Last week I was really busy. It was the end of my "non-chemo" week and I felt pretty good, though with more side effects than from the previous cycle. I attended the Christmas party that the Chattanooga Grotto of the NSS put on. I was president of that group for a few years, a few years ago, and am still friends with most of them. It was good to catch up with the local cavers.

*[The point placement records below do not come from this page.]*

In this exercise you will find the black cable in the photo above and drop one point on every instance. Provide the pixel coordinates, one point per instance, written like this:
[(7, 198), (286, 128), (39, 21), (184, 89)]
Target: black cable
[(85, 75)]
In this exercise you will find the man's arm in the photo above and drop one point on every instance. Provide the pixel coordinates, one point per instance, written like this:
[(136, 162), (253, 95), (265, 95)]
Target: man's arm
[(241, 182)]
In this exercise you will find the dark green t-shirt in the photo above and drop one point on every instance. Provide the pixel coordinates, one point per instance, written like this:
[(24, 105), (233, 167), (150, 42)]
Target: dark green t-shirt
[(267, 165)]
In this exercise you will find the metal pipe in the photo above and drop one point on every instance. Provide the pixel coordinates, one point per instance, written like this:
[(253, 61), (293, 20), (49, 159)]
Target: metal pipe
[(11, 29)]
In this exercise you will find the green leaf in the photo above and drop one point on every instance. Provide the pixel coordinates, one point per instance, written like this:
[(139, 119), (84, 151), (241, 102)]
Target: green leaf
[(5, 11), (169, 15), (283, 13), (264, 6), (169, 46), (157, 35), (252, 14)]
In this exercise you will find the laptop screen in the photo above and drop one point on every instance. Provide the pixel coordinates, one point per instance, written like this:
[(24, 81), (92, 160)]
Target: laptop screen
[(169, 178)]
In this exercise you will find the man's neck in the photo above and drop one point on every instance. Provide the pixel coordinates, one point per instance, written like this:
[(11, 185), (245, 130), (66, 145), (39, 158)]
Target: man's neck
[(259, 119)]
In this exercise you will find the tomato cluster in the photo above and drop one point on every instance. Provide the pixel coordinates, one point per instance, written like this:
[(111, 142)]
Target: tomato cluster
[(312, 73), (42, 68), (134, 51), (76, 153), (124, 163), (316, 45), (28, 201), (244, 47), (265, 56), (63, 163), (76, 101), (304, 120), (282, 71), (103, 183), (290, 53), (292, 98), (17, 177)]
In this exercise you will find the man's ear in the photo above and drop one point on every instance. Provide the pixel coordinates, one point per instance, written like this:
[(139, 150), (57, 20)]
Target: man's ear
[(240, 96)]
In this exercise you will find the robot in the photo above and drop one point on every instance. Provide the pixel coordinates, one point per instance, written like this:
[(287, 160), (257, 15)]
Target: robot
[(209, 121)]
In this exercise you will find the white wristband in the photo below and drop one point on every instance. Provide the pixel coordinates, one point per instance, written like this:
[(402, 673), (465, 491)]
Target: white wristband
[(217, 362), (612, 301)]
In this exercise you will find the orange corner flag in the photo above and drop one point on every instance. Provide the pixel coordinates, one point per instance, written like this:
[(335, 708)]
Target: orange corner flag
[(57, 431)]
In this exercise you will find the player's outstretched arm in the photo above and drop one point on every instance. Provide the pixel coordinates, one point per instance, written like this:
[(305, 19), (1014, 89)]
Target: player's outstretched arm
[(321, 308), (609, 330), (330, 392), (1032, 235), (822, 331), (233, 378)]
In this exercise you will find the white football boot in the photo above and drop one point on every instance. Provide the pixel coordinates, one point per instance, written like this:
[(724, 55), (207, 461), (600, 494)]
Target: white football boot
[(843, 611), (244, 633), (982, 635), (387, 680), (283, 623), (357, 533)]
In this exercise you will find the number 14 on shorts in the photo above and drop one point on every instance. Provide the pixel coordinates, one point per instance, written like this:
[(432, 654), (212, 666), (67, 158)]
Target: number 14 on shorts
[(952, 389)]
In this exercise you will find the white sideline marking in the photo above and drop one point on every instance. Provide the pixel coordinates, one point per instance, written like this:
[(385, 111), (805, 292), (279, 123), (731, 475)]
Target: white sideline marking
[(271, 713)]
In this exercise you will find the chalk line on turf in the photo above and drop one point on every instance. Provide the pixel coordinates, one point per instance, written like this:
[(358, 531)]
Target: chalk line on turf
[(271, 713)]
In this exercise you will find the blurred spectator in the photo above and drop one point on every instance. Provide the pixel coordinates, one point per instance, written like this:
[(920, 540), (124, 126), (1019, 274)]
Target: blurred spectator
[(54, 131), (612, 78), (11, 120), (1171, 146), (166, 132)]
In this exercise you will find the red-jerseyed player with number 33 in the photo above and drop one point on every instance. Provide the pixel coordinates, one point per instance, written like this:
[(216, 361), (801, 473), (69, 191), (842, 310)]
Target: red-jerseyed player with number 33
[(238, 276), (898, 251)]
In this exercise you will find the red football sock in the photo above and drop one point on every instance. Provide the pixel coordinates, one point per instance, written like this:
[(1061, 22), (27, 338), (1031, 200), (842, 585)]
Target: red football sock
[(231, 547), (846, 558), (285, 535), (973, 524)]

Also, I got to help my friend Benjy with a filming project that he is working on. I did a little bit of rigging inside Mystery Falls Cave, right over a nearly 90m (300') pit. He is making a documentary film about the Jews who hid in Priest Cave in the Ukraine during WWII, and will use some of this footage to represent conditions there. It was a bit tiring for me, but it was great to be inside a real cave again, doing some actual rigging. Even so, I felt like a puppy who has his nose to the window but who can't come out to play as I watch the other rigger re-bolting and negotiating a dicey traverse around the pit.
Finally, on Sunday, step-son Nic wanted to check out his new rock climbing shoes at the local crag, so I said I would be his "belay slave." It turned into a big family outing as Pam came along with Nic's wife Jessica and their 4-month-old baby Adley. We hiked to Sunset Rock and rigged an easy, fun climb of about 20m (60') up the sandstone caprock. Nic nailed his climb with ease. Jessica did great as well, but elected to stop about halfway up. Mustering up all the courage I could find, I took a crack at the wall, and stumbled upward even though I was wearing gloves and hiking boots. It made the climb more challenging, but that was good for me.
All the activity left me really tired and slightly feverish at the end of each day. I am still deciding if that was just my body's healthy reaction to the exercise as it worked to purge these diseased cells or if that means that I worked too hard and I was hurting myself. I'll probably have it all mapped out by about next June or so...
In the meantime, other than turning grey at first and now mellowing to a kind of green color, I'm doing well with this round of chemo. Things even taste kind of good to me. Mostly, I am looking forward to a good "quality of life" experience over the holidays with friends and family. All y'all.